I had a Delta Contractors saw and really liked it except for the dust collection (or lack of it) and when bevels were needed it was difficult to get it back to 90. It seems that these contractor designs flex a lot whenever a bevel is needed and I got tired of adjusting the trunions to get decent cuts. I did get a cabinet saw from Steel City and couldn't be happier with it-it solves both of those previous problems I had with the contractor. I can say both Delta and Steel City make good saws based on my experience, if you can find a hybrid/cabinet design in your price range I'd say jump on it, you would probably be happier in the end.
Good Luck,
Kevin


----------



## Newbiewoodworker43 (Sep 18, 2011)

Thanks to all for your responses. I did find out that the Craftsman was a "113". For the $250 including the Vega fence I am going to go for it. Now all I have to do is figure out how to get it home and into my basement! I read somewhere that the first real tool a potential woodworker should get is a pickup truck and I am finding out that this appears to be very true.

I'll let you know how I make out.


----------



## Newbiewoodworker43 (Sep 18, 2011)

Just wanted to let you all know that I purchased the $250 Craftsman table saw with the Vega Utility fence. It took some doing to get it into my vehicle as I do not have a pickup and ended up taking off the motor and removing the table saw from the legs. Getting the saw down into my basement was also difficult but got done with some "help" from my daughter and wife.

Anyway I got the tablesaw put back together and happily made my first cuts after aligning the blade, etc. It works great and I am very happy with it.

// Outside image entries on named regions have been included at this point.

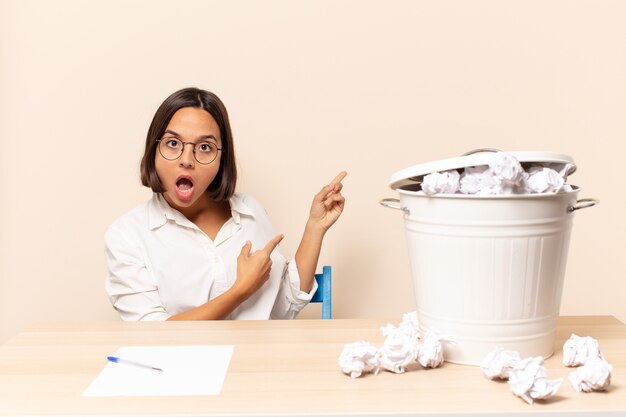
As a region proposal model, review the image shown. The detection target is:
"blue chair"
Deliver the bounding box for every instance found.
[311,266,332,320]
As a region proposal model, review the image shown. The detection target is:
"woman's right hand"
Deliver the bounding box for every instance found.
[232,235,284,299]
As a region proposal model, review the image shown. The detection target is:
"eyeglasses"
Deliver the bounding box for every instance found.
[157,137,222,165]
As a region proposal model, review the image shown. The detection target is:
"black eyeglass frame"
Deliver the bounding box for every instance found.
[156,137,222,165]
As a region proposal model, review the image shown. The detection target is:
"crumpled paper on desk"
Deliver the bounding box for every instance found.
[417,330,445,368]
[509,356,563,404]
[338,340,380,378]
[379,313,419,374]
[569,356,613,392]
[480,347,521,379]
[563,333,602,366]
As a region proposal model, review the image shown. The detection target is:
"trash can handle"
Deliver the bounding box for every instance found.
[461,148,502,156]
[567,198,600,213]
[379,198,410,214]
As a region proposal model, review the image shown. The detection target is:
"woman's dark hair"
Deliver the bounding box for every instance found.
[140,87,237,201]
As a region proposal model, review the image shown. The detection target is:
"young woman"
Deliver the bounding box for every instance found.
[105,88,346,320]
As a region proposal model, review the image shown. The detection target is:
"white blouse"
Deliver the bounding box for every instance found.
[105,193,317,320]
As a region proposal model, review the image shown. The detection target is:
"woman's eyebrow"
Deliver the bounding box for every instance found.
[163,129,217,142]
[163,129,180,137]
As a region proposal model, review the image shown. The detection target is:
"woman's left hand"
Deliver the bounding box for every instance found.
[309,171,348,233]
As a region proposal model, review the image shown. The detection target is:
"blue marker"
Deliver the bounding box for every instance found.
[107,356,163,372]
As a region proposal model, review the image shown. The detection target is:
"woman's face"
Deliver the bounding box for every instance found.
[155,107,222,215]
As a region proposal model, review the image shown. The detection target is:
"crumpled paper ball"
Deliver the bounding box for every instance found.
[509,356,563,404]
[563,333,602,366]
[569,356,613,392]
[417,330,444,368]
[379,324,418,374]
[422,170,461,195]
[338,340,380,378]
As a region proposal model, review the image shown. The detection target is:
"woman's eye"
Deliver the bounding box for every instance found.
[198,143,213,153]
[165,139,180,149]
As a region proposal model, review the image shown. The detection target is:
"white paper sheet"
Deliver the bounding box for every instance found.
[83,345,234,397]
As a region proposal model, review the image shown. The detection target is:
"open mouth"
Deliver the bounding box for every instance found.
[176,177,193,200]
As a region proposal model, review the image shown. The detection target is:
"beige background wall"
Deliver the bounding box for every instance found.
[0,0,626,342]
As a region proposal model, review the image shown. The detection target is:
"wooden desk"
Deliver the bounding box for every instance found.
[0,316,626,416]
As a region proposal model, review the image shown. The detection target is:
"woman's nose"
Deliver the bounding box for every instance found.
[180,143,195,168]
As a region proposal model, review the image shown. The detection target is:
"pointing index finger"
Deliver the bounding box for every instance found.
[263,234,285,253]
[330,171,348,185]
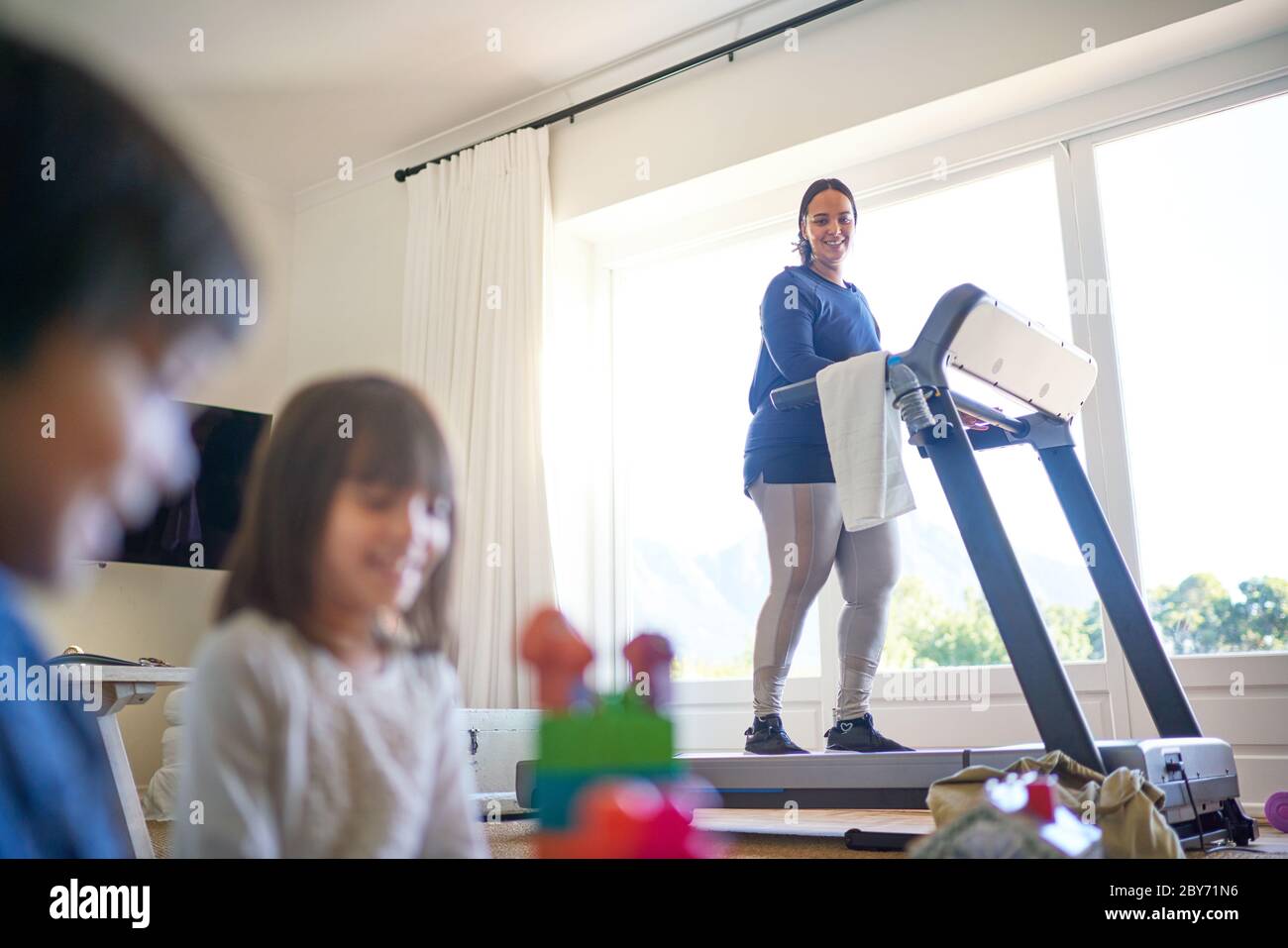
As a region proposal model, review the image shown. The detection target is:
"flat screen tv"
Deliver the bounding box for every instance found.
[115,402,271,570]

Thanks again for all your help and advice.

-Howard, MA


----------



## Bertha (Jan 10, 2011)

Nice job. That's a nice fence. I hope it serves you well.


----------



## knotscott (Feb 27, 2009)

Nice….thanks for the update. The Vega fence is pretty slick. Now we need pics, and confirmation that you put a decent blade on it! ...then you can hang around like one of the regulars! LOL… ;-)


----------



## Newbiewoodworker43 (Sep 18, 2011)

I have to admit that I did not upgrade the blade as yet since I was so anxious to get going. It has a thin Kerf Dewalt blade on it now and seems to work ok. I have been looking around and thought I would look in to a thin kerf Forrest blade with 80 teeth. I am not sure if this is overkill as I have not graduated to doing "nice" projects yet. I am really focusing on work benches, outfeed tables, lumber carts, etc. to outfit my blossoming shop in my basement.

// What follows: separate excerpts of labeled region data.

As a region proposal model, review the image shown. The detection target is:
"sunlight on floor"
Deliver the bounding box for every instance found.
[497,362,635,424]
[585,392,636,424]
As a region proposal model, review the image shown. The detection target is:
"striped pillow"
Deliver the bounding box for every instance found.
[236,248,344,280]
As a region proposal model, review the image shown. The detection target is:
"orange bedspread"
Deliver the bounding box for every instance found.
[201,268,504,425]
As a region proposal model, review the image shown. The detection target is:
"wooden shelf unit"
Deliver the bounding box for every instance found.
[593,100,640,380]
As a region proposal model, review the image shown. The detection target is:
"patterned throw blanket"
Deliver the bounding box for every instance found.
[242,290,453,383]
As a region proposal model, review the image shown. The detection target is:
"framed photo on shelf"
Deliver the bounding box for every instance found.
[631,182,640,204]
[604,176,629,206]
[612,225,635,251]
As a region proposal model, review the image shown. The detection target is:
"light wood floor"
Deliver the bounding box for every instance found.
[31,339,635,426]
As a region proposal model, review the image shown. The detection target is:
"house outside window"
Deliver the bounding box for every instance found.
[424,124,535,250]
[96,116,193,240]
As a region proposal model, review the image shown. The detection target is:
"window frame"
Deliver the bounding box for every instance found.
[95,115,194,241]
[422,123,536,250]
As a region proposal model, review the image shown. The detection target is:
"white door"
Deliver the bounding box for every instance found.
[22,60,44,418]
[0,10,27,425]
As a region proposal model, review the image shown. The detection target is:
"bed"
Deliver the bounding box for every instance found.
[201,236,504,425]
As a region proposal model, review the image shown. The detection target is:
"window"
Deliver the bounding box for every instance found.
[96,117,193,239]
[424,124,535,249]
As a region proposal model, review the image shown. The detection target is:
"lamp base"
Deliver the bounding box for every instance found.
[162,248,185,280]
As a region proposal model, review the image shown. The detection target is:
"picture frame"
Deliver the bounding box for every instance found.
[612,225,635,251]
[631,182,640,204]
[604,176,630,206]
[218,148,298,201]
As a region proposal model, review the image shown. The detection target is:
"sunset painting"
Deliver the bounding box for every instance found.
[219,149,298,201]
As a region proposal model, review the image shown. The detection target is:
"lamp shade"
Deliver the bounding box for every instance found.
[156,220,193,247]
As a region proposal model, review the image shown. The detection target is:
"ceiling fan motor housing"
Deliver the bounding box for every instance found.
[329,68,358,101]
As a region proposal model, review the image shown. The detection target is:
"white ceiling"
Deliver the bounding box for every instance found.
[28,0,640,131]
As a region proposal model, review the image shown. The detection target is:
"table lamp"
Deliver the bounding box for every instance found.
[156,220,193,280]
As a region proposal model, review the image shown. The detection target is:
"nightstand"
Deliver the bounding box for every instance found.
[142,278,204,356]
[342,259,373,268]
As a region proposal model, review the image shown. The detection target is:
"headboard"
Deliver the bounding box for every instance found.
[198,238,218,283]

I also need to do some work on the cast iron since there is some surface rust (I think) and I want to apply a coat of wax. I will get some pictures uploaded soon.


----------



## knotscott (Feb 27, 2009)

80T is a lot teeth, but are well suited for very fine crosscuts and/or sheetgoods like plywood. 30T to 60T would be better for general ripping and crosscutting…you'd be gaining some versatility but giving up a little bit in cut quality. There's always a tradeoff. Forrest has some excellent blades but tend to be spendy…Infinity, Ridge Carbide, Tenryu Gold, CMT Orange, Freud's upper line all tend to be excellent too. If the DeWalt is all yellow from their Precision Trim series, then it would be a pretty decent blade too…if it's from their Construction series (often with a yellow band around the outside), then it's not that well suited for finewoodwork.

Tips for picking saw blades


----------



## RickLoDico (Jan 7, 2010)

I wouldn't go with an 80 tooth unless you also pick up a 24 tooth. 80 for crosscuts and sheetgoods. 24 for ripping. A 30 or 40 tooth combination blade for rips and xcuts.


----------



## grosa (Aug 27, 2010)

I have the JTAS10 table saw ( blue one) and Jet does not make parts for the blue saw's anymore. % weeks I have been looking for Part #JTAS10 - 114 and I cant find one. Stay away from the blue Jet's


----------